Dacia ha rifatto esattamente ciò per cui viene insieme elogiata e criticata: togliere dalla nuova Spring quasi tutto ciò che ritiene non indispensabile nell’uso quotidiano e mantenere in Francia il prezzo a 17.900 euro. Grande schermo? Basta lo smartphone. Cerchi in lega? Non indispensabili. Persino una ricarica più rapida manca sulla versione base. Non è una svista, è l’intera filosofia della Spring più economica.
Il sacrificio più evidente è lo schermo multimediale centrale. Sulla Spring Expression il noto display da 10,1 pollici semplicemente non c’è. Al suo posto compare un supporto per smartphone, così navigazione e parte delle funzioni multimediali passano di fatto al telefono. Non significa però viaggiare nel silenzio: Media Control comprende radio, Bluetooth, due altoparlanti, USB-C e comandi al volante.
Fuori vale la stessa regola: solo l’essenziale. Il Bianco Glacier è compreso nel prezzo, mentre qualsiasi altra tinta costa 550 euro in più. Al posto dei cerchi in lega ci sono ruote in acciaio Mura da 15 pollici con copricerchi decorativi. Nell’abitacolo, semplice rivestimento in tessuto. Nessun tentativo di sembrare premium quando l’obiettivo principale è risparmiare.

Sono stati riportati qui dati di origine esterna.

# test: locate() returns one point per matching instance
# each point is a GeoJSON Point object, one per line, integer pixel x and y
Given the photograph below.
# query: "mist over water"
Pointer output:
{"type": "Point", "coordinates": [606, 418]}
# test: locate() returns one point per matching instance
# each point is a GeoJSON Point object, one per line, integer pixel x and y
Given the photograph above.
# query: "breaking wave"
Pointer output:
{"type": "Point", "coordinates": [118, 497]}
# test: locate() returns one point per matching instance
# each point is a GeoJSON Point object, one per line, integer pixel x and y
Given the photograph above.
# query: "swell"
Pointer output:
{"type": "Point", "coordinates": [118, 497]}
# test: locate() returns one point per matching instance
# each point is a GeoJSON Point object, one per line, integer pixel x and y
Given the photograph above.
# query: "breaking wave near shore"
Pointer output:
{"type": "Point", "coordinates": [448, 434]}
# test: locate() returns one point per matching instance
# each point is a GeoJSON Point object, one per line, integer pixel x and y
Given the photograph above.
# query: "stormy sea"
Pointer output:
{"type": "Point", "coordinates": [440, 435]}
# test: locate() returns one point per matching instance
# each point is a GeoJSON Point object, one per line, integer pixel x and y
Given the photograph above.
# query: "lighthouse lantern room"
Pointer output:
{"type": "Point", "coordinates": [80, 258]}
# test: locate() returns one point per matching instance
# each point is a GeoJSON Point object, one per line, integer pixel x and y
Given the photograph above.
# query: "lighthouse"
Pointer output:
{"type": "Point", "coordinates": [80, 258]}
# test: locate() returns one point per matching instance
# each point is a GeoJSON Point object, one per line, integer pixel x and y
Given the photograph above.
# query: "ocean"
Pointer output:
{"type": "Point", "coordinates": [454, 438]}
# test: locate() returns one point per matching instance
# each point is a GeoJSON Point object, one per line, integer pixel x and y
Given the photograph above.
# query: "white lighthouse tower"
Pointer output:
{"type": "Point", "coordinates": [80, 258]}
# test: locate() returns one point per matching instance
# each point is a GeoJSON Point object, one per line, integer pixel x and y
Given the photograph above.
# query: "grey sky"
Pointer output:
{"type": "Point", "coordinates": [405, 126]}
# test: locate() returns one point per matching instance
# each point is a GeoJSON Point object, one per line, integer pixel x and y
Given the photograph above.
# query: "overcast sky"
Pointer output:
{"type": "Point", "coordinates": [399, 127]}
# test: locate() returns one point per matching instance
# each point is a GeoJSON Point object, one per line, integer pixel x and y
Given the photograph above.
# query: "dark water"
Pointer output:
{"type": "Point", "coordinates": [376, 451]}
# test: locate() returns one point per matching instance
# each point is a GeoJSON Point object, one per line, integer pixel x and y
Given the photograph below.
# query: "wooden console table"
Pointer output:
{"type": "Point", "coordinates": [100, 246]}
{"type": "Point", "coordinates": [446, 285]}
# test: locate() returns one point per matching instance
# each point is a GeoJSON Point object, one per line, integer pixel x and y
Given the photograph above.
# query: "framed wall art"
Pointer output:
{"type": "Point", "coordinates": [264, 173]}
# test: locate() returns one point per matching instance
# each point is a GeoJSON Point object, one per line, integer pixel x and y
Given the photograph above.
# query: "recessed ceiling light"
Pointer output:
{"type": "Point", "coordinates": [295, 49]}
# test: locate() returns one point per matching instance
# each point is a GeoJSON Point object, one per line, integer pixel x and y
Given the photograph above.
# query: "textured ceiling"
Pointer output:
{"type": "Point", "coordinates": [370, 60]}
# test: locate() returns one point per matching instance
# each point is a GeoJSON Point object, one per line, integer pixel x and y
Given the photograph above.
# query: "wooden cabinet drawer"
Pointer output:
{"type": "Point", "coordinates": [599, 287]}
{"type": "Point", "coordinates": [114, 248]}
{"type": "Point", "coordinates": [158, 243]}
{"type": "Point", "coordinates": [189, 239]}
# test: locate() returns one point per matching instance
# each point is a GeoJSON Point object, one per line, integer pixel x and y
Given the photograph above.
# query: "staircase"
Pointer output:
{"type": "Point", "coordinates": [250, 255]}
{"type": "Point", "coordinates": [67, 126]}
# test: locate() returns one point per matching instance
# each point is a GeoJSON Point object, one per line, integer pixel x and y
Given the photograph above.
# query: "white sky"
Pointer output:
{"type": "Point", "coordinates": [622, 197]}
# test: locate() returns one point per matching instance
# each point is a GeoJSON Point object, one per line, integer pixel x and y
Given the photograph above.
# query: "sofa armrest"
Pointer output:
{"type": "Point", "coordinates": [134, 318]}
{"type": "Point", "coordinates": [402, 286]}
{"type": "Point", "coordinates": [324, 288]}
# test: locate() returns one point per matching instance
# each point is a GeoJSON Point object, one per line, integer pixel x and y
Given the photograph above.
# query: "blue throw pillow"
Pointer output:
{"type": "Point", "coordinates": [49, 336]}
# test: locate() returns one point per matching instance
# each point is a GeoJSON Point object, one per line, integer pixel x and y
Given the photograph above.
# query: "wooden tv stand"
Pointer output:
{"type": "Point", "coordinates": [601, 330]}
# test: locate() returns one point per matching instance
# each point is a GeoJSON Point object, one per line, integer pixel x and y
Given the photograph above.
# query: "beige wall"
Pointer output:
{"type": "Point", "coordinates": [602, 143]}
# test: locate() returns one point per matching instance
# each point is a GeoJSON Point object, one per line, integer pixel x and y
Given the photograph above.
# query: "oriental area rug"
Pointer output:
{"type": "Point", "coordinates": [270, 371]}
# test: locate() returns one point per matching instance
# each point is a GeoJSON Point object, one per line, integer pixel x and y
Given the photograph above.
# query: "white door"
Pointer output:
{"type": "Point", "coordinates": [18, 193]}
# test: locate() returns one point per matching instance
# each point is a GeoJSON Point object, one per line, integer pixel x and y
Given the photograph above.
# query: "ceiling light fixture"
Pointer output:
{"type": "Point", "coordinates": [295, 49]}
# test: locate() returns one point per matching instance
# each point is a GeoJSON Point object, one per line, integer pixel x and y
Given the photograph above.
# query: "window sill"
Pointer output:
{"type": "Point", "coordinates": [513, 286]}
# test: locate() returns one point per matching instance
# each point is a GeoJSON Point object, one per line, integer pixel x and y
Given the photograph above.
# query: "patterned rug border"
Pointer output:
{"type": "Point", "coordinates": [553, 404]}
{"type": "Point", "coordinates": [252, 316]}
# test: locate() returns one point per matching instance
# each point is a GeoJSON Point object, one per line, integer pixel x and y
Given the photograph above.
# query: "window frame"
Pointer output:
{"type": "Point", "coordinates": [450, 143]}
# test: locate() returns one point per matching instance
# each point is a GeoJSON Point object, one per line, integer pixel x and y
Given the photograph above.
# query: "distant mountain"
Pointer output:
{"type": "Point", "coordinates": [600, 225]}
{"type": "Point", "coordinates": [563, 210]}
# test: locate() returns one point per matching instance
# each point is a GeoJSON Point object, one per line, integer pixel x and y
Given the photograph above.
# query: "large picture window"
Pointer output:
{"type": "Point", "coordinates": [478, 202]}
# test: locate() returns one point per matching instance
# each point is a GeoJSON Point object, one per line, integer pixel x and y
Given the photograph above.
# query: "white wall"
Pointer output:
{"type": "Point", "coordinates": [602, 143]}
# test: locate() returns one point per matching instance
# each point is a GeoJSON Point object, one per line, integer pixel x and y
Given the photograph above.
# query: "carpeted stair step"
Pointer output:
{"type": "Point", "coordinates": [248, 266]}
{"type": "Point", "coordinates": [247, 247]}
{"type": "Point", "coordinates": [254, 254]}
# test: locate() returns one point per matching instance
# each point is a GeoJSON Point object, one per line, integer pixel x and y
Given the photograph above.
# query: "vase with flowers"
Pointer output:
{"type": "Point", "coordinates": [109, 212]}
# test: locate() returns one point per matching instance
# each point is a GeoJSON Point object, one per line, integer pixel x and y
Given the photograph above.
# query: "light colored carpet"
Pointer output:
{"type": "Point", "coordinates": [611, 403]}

Anche lo spazio di carico supplementare è finito sotto la scure. Il vano anteriore da 18 litri, il frunk, sarebbe perfetto per il cavo di ricarica, ma non è di serie. In Francia costa altri 150 euro. Un dettaglio? È proprio sommando dettagli del genere che Dacia costruisce il prezzo d’ingresso minimo.
La strategia diventa ancora più evidente parlando di ricarica. La Spring Expression monta di serie un caricatore di bordo in corrente alternata da 6,6 kW. Per avere 11 kW in AC e la ricarica rapida DC fino a 50 kW serve il Pack Charge Rapide previsto sulla più costosa versione Journey. In altre parole, non basta spuntare una casella per trasformare la Expression base in una elettrica capace di ricaricare rapidamente.
E quindi? Dacia risparmia su multimedia, ruote, finiture, spazio di carico supplementare e capacità di ricarica. Sembra brutale, ma è proprio questo approccio a mantenere la nuova Spring sotto i 18.000 euro come prezzo d’ingresso. Il cliente vede letteralmente dove sono stati tagliati i costi.
Il problema è che questa formula ora ha rivali pericolose. In Francia la Renault Twingo E-Tech Evolution parte da 19.490 euro prima degli incentivi e offre già uno schermo centrale da 10 pollici. La BYD Dolphin Surf costa di più, da 23.990 euro secondo il listino ufficiale francese, ma presenta una dotazione nettamente più ricca, compreso un display rotante da 10,1 pollici. La domanda diventa quindi più scomoda: a quante funzioni familiari è davvero disposto a rinunciare chi vuole spendere il meno possibile?